第123章 優等生
皆がトロスト区に引き上げる準備をし始めた中、ライナーが俺に話しかけてきた。
「エレン。話があるんだが。」
「……?なんだよ。」
「―――俺達は5年前、壁を破壊して人類への攻撃を始めた。俺が鎧の巨人で、こいつが超大型巨人ってやつだ。」
そう言ってベルトルトの肩をぽん、と叩いた。その言葉を理解するのに、時間がかかった。
「は……?何言ってんだお前……。」
「な、何言っているんだライナー……?」
焦ってそれ以上の言及を止めようとするベルトルトを虫して、ライナーは続ける。
「俺達の目的はこの人類すべてに消えてもらうことだったんだ。だが……そうする必要は無くなった……。エレン、お前が俺達と一緒に来てくれるなら俺達はもう壁を壊したりしなくていいんだ。

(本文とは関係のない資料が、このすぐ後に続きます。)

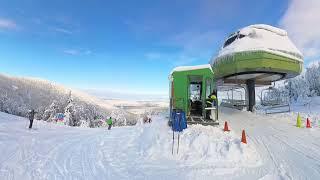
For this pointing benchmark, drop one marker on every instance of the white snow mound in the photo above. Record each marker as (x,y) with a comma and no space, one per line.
(261,37)
(198,145)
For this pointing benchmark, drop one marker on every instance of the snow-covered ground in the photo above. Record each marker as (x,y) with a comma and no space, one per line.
(276,150)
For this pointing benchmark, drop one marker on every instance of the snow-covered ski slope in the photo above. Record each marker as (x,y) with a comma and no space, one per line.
(276,150)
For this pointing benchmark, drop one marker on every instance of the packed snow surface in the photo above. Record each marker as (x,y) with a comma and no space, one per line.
(276,149)
(262,37)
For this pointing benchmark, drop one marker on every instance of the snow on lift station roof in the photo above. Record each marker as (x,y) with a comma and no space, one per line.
(189,68)
(261,37)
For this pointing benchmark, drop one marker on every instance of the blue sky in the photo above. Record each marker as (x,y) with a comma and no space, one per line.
(126,45)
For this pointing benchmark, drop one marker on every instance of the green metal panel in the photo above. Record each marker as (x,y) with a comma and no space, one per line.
(181,86)
(256,61)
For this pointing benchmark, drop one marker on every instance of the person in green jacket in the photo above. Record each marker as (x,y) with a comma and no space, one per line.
(109,122)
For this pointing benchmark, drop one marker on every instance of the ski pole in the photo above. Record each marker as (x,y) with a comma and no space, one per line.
(178,143)
(172,141)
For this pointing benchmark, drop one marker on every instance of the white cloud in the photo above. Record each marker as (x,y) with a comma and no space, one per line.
(191,47)
(7,24)
(62,30)
(302,21)
(71,52)
(76,52)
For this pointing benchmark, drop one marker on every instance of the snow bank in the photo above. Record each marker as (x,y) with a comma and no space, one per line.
(198,145)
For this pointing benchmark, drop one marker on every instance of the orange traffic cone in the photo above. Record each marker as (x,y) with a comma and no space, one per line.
(308,123)
(226,128)
(244,139)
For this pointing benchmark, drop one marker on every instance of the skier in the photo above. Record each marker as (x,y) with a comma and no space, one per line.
(211,101)
(31,117)
(109,122)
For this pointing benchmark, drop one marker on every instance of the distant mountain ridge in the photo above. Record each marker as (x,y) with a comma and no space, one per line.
(20,94)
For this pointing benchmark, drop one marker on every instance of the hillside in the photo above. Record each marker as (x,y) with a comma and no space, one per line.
(18,95)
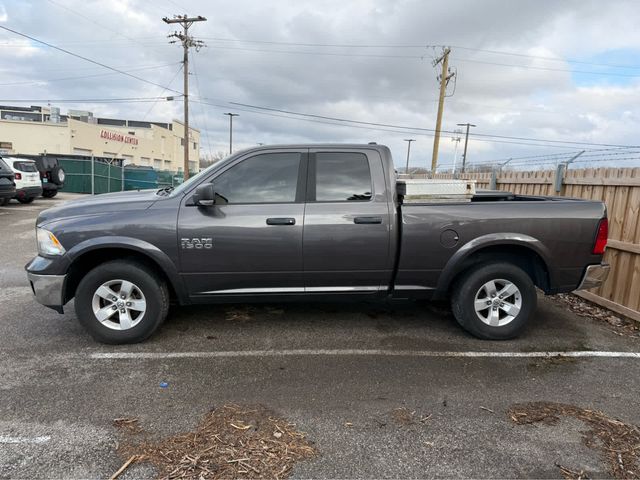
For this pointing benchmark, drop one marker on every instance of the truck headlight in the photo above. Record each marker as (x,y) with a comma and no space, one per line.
(48,244)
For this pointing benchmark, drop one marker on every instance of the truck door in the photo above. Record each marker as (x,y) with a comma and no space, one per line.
(346,223)
(250,241)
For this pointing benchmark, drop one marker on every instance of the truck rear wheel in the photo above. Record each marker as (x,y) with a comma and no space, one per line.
(121,302)
(494,301)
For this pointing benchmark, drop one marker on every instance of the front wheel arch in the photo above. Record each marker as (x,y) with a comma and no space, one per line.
(88,260)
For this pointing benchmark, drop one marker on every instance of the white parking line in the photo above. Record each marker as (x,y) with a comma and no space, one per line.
(17,440)
(351,352)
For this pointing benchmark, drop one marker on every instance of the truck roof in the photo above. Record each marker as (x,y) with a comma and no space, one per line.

わかるだろ?」
「は?!いや待て!全然わかんねぇぞ?!」
「だから俺達と一緒に来てくれって言ってんだよ。急な話ですまんが今からだ。」
「今から?!どこに行くんだよ??」
「そりゃ言えん……。だが……まぁ俺達の故郷ってやつだな。で?どうなんだよエレン。悪い話じゃないだろ?ひとまず危機が去るんだからな。」
何を言ってやがる。冗談か。本気か。ハンジさんとナナが疑っているということは、俺の中ではほぼこの2人は黒に近いと思っている。
ライナーがなぜ今そんなことを暴露してきたのか。
ベルトルトは動揺している。
ライナーがこんなことを口走ったことが、想定外だとでも言いたそうだ。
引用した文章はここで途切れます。